Zaruretler haramı sınırlı biçimde helâl eder, yasağı da sınırlı biçimde serbest eder.

Mesele zaruretin sınırları ile ilgilidir. Ve genellikle insanların şahsî hayatları ile ilgili meselelerde ve bilhassa alışverişte ve faiz meselelerinde müzakere konusu olur.

Konu bilhassa bu yönüyle elbette ilâhiyatçıların ilgi ve uzmanlık alanında. Biz de okuyup istifade ediyoruz.

Oysa kamusal insanların kamusal hayatlarında ve bilhassa devlet adamlarının ve bürokratların devletle ve milletle ilişkilerinde de aynı kavram kullanılır ve bazen açıkça kullanılıyor.

İşte buna biz "devlet zarureti" diyebiliriz.

Önce bir prensibi hatırlayalım:

Bediüzzaman, talebelerine verdiği en son derste bir tesbit yapıyor. "Cimin karnı geniştir" diyerek ve "zaruret var zannıyla" ona da buna da fetva vermeye kalkan ve veren hocalardan söz ediyor.

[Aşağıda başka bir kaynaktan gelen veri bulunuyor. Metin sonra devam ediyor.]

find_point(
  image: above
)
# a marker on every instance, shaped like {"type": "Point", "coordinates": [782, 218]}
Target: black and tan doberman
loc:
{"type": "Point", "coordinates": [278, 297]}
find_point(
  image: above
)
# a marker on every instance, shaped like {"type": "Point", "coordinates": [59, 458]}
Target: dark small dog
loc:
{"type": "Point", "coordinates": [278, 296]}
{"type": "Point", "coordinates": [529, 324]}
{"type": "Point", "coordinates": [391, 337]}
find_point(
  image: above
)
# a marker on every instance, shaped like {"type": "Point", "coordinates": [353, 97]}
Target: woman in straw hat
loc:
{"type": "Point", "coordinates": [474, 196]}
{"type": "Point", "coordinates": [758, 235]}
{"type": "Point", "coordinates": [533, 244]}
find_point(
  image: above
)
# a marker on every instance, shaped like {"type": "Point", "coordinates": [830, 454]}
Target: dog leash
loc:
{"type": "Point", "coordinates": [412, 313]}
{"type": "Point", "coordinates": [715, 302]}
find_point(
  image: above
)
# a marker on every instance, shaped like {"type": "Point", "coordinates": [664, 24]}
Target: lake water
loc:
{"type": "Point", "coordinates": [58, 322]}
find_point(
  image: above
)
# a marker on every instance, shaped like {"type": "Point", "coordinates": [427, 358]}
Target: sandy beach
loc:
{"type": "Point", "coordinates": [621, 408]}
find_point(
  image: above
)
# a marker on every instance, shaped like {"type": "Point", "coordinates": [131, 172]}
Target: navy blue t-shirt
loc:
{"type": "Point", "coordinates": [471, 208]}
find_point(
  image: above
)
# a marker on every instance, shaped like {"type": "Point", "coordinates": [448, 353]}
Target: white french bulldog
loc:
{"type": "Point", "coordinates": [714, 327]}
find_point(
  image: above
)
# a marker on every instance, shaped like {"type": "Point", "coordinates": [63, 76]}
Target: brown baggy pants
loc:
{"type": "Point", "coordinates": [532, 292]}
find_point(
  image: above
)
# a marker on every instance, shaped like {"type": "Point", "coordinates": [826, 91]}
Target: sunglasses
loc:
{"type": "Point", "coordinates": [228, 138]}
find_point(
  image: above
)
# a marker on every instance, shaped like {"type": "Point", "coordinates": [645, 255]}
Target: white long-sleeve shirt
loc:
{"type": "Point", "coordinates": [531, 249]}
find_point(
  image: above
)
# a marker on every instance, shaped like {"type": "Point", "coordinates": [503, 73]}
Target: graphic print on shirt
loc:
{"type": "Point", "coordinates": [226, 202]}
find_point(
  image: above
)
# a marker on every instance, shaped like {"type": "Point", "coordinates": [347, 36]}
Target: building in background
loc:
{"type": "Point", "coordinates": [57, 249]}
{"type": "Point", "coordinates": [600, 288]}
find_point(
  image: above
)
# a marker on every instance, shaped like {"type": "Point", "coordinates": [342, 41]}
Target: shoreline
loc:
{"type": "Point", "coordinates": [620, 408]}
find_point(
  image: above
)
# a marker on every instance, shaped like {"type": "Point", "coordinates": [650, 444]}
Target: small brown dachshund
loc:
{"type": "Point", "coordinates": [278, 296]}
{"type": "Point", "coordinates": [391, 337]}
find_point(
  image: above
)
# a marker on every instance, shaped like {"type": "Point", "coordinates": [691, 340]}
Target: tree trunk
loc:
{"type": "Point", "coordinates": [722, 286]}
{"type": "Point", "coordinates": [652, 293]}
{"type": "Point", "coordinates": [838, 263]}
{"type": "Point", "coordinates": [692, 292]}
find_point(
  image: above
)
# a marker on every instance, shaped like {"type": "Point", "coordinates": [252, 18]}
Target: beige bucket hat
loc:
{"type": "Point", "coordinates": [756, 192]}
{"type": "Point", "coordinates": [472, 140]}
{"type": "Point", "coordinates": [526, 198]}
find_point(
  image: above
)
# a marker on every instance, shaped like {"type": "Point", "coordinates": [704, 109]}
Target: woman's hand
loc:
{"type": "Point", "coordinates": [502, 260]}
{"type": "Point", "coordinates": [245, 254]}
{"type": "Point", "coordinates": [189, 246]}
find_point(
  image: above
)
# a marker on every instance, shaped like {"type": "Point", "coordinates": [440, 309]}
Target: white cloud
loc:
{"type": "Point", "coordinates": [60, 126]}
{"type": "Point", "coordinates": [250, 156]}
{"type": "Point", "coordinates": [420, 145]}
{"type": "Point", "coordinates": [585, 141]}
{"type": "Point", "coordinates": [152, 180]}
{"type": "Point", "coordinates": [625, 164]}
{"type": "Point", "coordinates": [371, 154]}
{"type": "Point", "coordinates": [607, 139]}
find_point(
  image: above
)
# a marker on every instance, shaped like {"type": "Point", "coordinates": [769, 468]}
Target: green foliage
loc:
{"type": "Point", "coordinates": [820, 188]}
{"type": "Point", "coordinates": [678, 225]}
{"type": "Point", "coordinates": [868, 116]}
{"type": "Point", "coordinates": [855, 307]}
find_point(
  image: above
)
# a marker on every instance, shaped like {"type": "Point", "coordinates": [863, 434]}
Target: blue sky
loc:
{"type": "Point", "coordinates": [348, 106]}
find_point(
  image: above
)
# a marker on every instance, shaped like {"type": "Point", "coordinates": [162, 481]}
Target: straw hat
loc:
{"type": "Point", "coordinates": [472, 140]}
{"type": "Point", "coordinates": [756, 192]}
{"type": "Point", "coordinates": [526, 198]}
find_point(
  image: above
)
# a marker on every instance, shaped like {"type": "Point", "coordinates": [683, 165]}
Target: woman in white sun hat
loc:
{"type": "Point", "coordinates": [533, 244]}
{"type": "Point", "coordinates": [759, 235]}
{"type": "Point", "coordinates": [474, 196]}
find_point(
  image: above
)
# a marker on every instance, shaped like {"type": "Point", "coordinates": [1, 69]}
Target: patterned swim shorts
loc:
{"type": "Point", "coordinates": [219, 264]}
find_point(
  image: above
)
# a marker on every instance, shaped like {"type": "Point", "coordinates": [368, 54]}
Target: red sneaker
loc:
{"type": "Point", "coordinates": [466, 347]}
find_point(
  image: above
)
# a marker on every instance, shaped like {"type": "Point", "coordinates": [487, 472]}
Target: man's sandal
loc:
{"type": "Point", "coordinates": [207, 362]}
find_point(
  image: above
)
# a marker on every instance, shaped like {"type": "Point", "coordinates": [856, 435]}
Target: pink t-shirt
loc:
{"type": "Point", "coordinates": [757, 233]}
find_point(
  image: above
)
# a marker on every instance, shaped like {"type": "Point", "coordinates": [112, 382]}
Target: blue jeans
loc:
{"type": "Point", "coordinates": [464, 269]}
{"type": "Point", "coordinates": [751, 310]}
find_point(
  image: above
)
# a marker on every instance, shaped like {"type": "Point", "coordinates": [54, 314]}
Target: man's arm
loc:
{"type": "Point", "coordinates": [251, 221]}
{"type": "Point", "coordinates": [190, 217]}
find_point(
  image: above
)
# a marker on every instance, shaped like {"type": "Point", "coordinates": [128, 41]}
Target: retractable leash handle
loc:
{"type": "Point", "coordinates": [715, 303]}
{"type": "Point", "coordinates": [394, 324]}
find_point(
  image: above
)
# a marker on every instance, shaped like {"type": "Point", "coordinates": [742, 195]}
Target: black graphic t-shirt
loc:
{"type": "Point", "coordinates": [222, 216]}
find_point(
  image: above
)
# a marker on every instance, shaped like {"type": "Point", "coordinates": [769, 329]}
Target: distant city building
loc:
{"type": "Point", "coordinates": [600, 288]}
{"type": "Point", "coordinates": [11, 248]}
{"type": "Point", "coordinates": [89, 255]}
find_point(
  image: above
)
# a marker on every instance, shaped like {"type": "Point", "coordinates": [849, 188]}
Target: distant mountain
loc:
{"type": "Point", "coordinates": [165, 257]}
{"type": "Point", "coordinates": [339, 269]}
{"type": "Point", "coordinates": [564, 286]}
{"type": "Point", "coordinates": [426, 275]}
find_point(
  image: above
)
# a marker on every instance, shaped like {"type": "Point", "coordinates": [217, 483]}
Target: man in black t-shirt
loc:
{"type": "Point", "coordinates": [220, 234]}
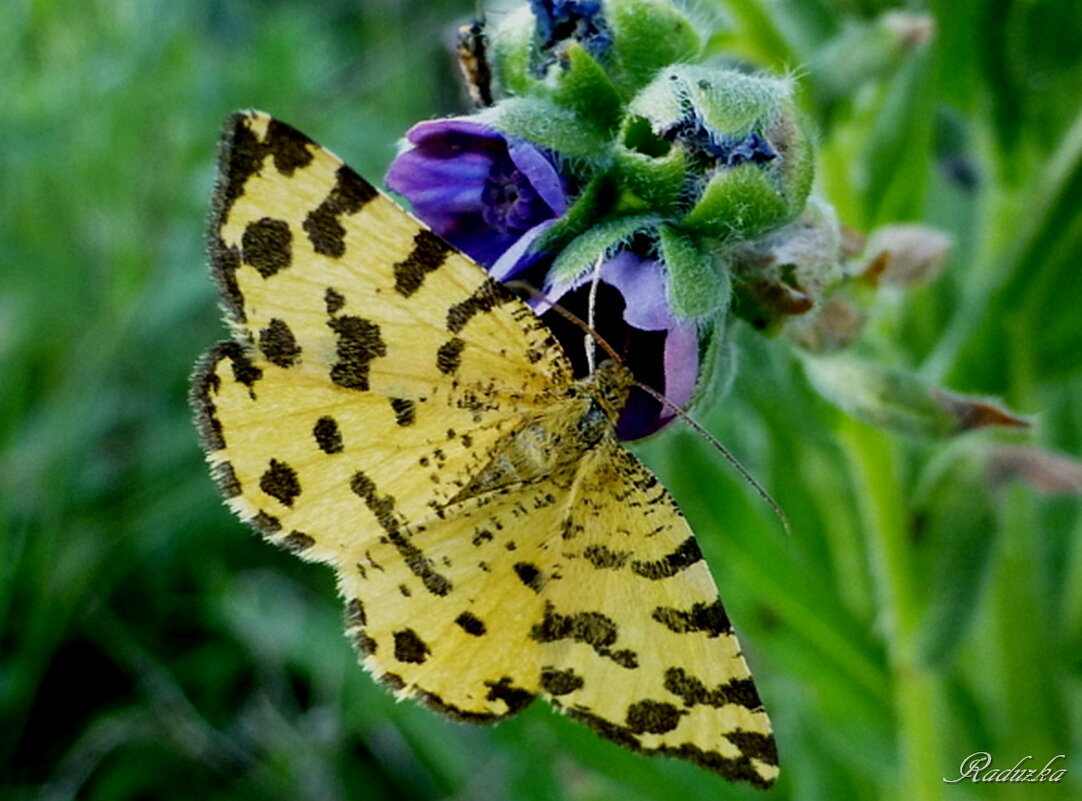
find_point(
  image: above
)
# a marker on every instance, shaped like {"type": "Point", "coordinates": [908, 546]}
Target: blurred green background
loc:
{"type": "Point", "coordinates": [150, 646]}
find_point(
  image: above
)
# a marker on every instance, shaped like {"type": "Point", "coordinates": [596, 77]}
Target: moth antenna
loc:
{"type": "Point", "coordinates": [592, 336]}
{"type": "Point", "coordinates": [744, 473]}
{"type": "Point", "coordinates": [595, 279]}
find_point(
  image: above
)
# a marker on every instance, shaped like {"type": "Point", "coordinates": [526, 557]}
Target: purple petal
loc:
{"type": "Point", "coordinates": [540, 172]}
{"type": "Point", "coordinates": [518, 257]}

Talebelerine de "o hocalara ilişmeyin" derken dolaylı olarak "o fetvalarına iştirak etmeyin, uygun dille ikaz da edin, ama tahkir etmeyin, gözden düşürmeyin" demiş oluyor.

Demek zaruretin sınırları meselesi önemli.

Zaten Bediüzzaman da aynı mektupta şöyle diyor: "Ekmek yemek ve yaşamaktan başka hangi zaruret var ki haramı helâl etsin."

Dikkat: Ekmek ile yemek arasında virgül yok! Yani ekmek zaruret, ama "yemek" zaruret değil. Yani ekmek "temel gıda" ama "unlu mamuller" çeşit çeşit ve keyfe göre.

Yani parasız kaldığı için yiyeceği ekmeği çalana ceza verilmez, ama baklava çalana "zaruretten yapmıştır, masumdur" denemez.

Yani sadece açlıktan ölme riski gıda tercihi konusunda bir zaruret oluşturur ve ölüm tehlikesi de bütün konularda bir zaruret oluşturur.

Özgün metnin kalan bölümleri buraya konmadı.